Pubblicato il 26/08/14 in Finanza | Fonte: Teleborsa

E' dilemma sul futuro del bonus di 80 euro. Codacons: "è stato un flop"

(Teleborsa) - Il bonus di 80 euro riconosciuto dal governo Renzi torna ad alimentare il dibattito in ambiente politico e sociale, nel tentativo di capire se la misura sia stata o meno vantaggiosa o, anche, se possa essere estesa ad altri beneficiari. L'assegnazione a pensionati e partite IVA? Il governo lo ha già escluso, mentre qualcosa sembra si possa fare per i lavoratori dipendenti con più figli, a patto di trovare le risorse necessarie.

La sfida, in vista della pubblicazione del Documento di Economia e Finanza (DEF), il prossimo 1 ottobre, è quella di trovare i 3 miliardi per la già prevista estensione del bonus di 80 euro così com'é, più altri 12 miliardi di tagli alla spesa per finanziare ulteriori misure a sostegno dei redditi. Una sfida non indifferente.

Codacons, una delle più attive ed agguerrite associazioni rappresentative dei consumatori, ha espresso un giudizio critico sull'operato del governo, in particolare sul bonus Irpef.

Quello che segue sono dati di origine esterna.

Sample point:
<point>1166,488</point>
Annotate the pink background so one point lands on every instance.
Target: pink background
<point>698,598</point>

"E' evidente che il bonus da 80 euro non ha prodotto gli effetti sperati", ha dichiarato il Presidente di Codacons Carlo Rienzi, ricordando che "I consumi degli italiani appaiono ancora in preoccupante calo" e che "a giugno gli effetti del bonus sugli acquisti delle famiglie sono stati praticamente invisibili". Anche i saldi estivi, su cui i commercianti avevano riposto grandi aspettative, hanno fatto registrare segno meno con vendite in calo tra il -5% e il -8%.

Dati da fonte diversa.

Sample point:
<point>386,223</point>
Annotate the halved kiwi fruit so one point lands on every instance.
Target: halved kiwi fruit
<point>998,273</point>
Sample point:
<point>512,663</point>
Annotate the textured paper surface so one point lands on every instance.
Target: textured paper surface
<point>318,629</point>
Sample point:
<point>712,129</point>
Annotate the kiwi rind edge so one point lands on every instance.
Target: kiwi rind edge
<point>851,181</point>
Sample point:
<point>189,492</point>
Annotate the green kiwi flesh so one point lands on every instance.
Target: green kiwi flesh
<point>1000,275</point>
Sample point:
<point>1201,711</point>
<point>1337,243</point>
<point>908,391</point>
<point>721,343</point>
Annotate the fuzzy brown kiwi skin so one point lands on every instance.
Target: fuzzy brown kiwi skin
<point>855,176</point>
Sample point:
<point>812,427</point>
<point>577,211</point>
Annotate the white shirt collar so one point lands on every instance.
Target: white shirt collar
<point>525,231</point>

Un dato su tutti emerge con grande chiarezza, spiega Rienzi, e cioè che "la crisi continua a impoverire le famiglie, le quali reagiscono contraendo i consumi, con conseguenze negative per imprese, industrie e occupazione. L'alternativa proposta dal Codacons? L'uso di misure strutturali, riduzione delle tasse, sgravi e incentivi ai consumi.